Off in the corner, taking up very little space, is False Mint. False didn’t mean to be false. It was my fault that False came to be sitting in the corner, wondering what to do with itself. You see, my favorite mint thus far in life is Pineapple Mint. It has variegated leaves of yellow and green and tastes of pineapple. I bought a little pineapple mint plant when we were living in Kent and planted her in the garden out back in a space where she had room to stretch out and enjoy herself. It was early spring when we moved from Kent to our current location. We gathered and/or dug up plants we wanted to take with us, planted them in a space near the barn as a temporary place to grow, and then hoped they would do okay until we finished the house renovations and could get back to them.
I planted what I thought was the Pineapple Mint in the corner of the area where Apple and Unknown are now thriving. I put her there because I knew that was where I wanted the Mints to hang out. Well, it turned out it wasn’t Pineapple Mint at all but an imposter who looks a little like Pineapple Mint (a real gardener, I’m sure, would have known the difference). False Mint is lacking the aroma and flavor of Pineapple Mint, does not have the square stem or leaf pattern of mints, and I’m not even sure it is edible as once I realized it was the wrong plant, I gave up on it. I never bothered to look it up, thinking the Mints would eventually overtake it and force it out.
False has been there for about seven years or so, holding on to its little corner of the patch. Apple joined it later that year and Unknown the following year. I’ve been looking for another pineapple mint plant since that time but hadn’t found one until this spring.
I thought about pulling False out of the mint bed.
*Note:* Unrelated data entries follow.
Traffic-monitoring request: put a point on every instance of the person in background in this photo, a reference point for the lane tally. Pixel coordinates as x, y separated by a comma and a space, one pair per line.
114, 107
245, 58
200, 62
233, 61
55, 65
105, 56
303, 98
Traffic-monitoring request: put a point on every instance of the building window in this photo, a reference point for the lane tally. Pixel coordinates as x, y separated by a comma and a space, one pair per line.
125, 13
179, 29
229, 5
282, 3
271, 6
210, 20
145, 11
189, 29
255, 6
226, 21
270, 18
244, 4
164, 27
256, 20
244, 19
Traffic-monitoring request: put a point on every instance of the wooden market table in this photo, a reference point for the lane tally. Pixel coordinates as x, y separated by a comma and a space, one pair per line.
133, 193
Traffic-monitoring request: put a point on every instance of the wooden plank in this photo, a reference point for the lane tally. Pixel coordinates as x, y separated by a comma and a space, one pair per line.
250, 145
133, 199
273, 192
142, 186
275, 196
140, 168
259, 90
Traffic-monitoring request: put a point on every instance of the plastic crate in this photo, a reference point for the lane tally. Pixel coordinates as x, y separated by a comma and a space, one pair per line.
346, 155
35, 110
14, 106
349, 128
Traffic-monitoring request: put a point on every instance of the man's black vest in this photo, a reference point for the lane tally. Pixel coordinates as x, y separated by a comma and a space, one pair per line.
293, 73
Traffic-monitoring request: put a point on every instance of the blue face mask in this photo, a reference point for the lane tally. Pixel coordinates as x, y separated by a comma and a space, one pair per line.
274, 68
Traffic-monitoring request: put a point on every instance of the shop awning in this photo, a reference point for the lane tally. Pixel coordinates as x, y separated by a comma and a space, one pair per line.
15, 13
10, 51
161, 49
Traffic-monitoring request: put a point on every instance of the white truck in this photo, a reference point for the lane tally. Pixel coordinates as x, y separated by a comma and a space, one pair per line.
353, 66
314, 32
It was a fleeting thought that was carried away by the braveness of the little plant that has held its own against the Mints. I have never had to weed the mint bed. Apple and Unknown won’t let the weeds in. There is a little fairy residing in the Mint Patch but she’s another story for another time. Lemon Verbana lived in the mint bed for a year or two until she succumbed to a harsh winter and we were left with nothing except her skeletal outlines along the side of the house.
When I look at the differences between False and Pineapple now, I don’t see how I could have made such a big mistake. False has bigger leaves, for one thing, and the edges are smoother than Pineapple’s. I am fairly new to gardening, having always had a black thumb rather than a green thumb. I killed houseplants just by looking at them. Or so it seemed to me.
I am still not a master gardener. I don’t see that as my path in life. But I have finally learned how to grow a few things and keep them alive from year to year. The Mints, of course, have never needed my help. They are experts in their field (or bed, as the case happens to be).
I made up a batch of “sassy water” today. I can’t remember where I first heard or read about sassy water. It’s the kind of water I would expect to be served at a spa. It is cool and refreshing and you can practically feel it doing healthy things to your body when you drink it. I don’t have an exact recipe but I can tell you what I put in it.
- Mint leaves — around 10-15 of them, depending on the kind of mint. Apple Mint has huge leaves so I don’t need much. Pineapple leaves are smaller so I use more. Bruise the leaves a little to bring out the flavor. If you want to make it look fancy, add sprigs instead of individual leaves. Your choice.
- 1-2 teaspoons of freshly grated ginger (if you don’t want the water to look quite so cloudy, peel and slice the ginger instead)
- The juice of one lemon
- 1/4 cucumber, peeled and sliced
- 1 liter of water
Chill overnight, strain and enjoy throughout the next day. I use a small strainer and strain as I pour. When I finish the water, I eat the cucumber slices. They are delicious, having absorbed the lemon, ginger, and mint flavors. Crunchy, too. Sometimes I throw them into salads.